De immer productieve Rutger Zuydervelt, ook bekend onder de naam Machinefabriek, maakt niet alleen solo muziek, maar zoekt regelmatig de samenwerking met anderen. Zo werkte hij in duoverband samen met onder andere Mariska Baars, Michel Banabila, Chantal Acda, Tim Catlin, Jaap Blonk, Gareth Davis, Gonçalo Almeida, Bill Seaman, Aaron Martin, René Aquarius, Dirk Serries en Sarah Payton. Onlangs zijn weer twee uitgaven verschenen waarin de elektronica-pionier te horen is.
Rutger Zuydervelt & Bruno Duplant – L’incertitude

Crónica, 2020
Bruno Duplant is een uit het noorden van Frankrijk afkomstige muzikant die in zijn composities gebruik maakt van field recordings. Net als Zuydervelt gaat hij vaak samenwerkingsverbanden aan, maar het is de eerste keer dat deze twee muzikanten samenwerken. Dat is gebeurd door op afstand geluiden/composities uit te wisselen, zonder daar van tevoren uitgebreid over te discussiëren. De muziek is dus vrij intuïtief tot stand gekomen.

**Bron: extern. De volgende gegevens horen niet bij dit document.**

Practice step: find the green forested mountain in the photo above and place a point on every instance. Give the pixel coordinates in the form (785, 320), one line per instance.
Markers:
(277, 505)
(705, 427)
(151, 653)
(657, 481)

Het heeft geleid tot twee stukken van rond de 23 minuten, die bij het Portugese label Crónica op cassette zijn verschenen. Het is vaak moeilijk te onderscheiden wie van de twee een bepaald geluid maakt, maar dat doet er ook niet toe. Het is de manier waarop de elektronische geluiden, field recordings en muziekfragmenten zijn samengevoegd die zorgt voor een muzikale reis langs verschillende plaatsen. Welke dat precies zijn, is niet altijd duidelijk en dan is het aan de fantasie van de luisteraar om het verder in te vullen.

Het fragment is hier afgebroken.